Van den Bos then spent time talking to people at all levels of the business, using a variety of tools such as the company intranet, conferences, workshops and cross-departmental meetings to help embed the value of insight across the organisation. “Everyone now feels accountable for the customer,” she said.

While this period of internal relationship building was a learning curve, Van den Bos said it was essential for the new insight strategy to be fleshed out before this could happen.

“You may need to tread on toes in the beginning and build the relationships later, because the insight processes should build the conclusions to drive strategic change,” she said. “If you want to be movers and shakers, you need to get off the fence and create big, compelling pictures.”

fact focus

•Assessment of Sky’s new Fairytale campaign revealed that 71% of consumers surveyed agree that it is easy to switch service providers to Sky, following previous insight showing that consumers feared the hassle with switching providers. During the Fairytale campaign, total Sky Broadband sales exceeded targets by 50%.

•Viking Direct’s insight project led to the realisation that more customers were middle-aged men than had been assumed. Previously it was thought the core customer was a 35-year-old female secretary.

•Citi research showed that 15% of its customers said they had had problems trying to deposit money into their account and 10% said they had had problems applying for the account. Citi revised the customer journey and its signposting, resulting in a significant reduction in customers not depositing into their accounts.

top tips you need to know

Sarah Ramanauskas, former group head of customer insight at William Hill, gives her top tips for running an online brand community:

•Be prepared for information leaks when running an online community. You should remind users of the terms and conditions they agreed to regarding confidentiality, but don’t discuss things in the community that could get you fired.

•Members in a community get more from interacting with other members than they do from answering your questions, so work out how to maximise insight from these conversations.

•Choose your agency carefully. Work with one that has a wide range of skills, gets your customer mindset and is prepared to participate actively with members. Also make sure it uses robust software with a good search function so you can pinpoint specific content.

top trends 2011 predictions

Sarah Ramanauskas

Former group head of customer insight, William Hill

Vibrant research communities are extending to mobile devices. Fifty-seven per cent of 18to 24-year-old Facebook users access it on a mobile. Members of a community can upload video and images from their own device to a community, with no extra training required.

Caroline Van den Bos

Head of insight, RSA

The next step is engaging and aligning the business to create a customer-focused culture.

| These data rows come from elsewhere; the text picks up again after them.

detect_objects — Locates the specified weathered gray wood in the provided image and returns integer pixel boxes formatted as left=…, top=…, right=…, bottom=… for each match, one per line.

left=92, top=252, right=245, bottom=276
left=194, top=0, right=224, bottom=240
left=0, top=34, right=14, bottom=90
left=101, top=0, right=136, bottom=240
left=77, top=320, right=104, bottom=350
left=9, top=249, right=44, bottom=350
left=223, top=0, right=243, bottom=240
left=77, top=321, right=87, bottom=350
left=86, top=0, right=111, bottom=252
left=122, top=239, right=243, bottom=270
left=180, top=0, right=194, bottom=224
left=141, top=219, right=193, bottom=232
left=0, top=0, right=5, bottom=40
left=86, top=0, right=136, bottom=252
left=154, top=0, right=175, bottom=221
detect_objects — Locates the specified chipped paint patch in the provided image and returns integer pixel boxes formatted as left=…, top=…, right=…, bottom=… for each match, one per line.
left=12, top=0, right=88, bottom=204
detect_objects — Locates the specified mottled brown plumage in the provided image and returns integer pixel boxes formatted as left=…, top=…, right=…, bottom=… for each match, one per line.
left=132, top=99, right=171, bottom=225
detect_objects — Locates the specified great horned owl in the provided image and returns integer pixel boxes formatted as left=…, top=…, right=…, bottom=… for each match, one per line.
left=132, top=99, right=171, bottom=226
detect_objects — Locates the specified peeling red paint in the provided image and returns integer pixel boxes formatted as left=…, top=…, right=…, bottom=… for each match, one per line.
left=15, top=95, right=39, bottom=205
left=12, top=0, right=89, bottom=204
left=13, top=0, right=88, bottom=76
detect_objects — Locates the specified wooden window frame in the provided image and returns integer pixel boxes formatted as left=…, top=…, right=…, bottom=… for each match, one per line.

Creating a common language around service, introducing a single strategic customer metric, measuring the right things, linking customer metrics to financial outcomes, working together and shouting about it.

Paolo Panizzo
Director of insights, BSkyB

We have embarked on a regular health check to understand what our competitors are doing, as well as aligning our core business teams in workshops to define our strategy to increase our broadband subscriber base.

Tony Dobbs
Head of CRM and insight, Office Depot

The rise of entrepreneurial Britain has seen a surge in people departing corporate life to set up their own businesses. This has resulted in a new kind of customer for us. According to the Federation of Small Businesses, there are 4.8 million small businesses in Britain, 500,000 people start a business each year, and 95% of businesses employ fewer than five people. But we are not necessarily selling to businesses, but people who happen to run a business.

Andrew Jones

Former head of insight and planning, Citi/Egg

We are focusing on achieving better engagement internally, gaining more insights from less measures, putting more focus on the application and action, and transforming research and analysis into real insights.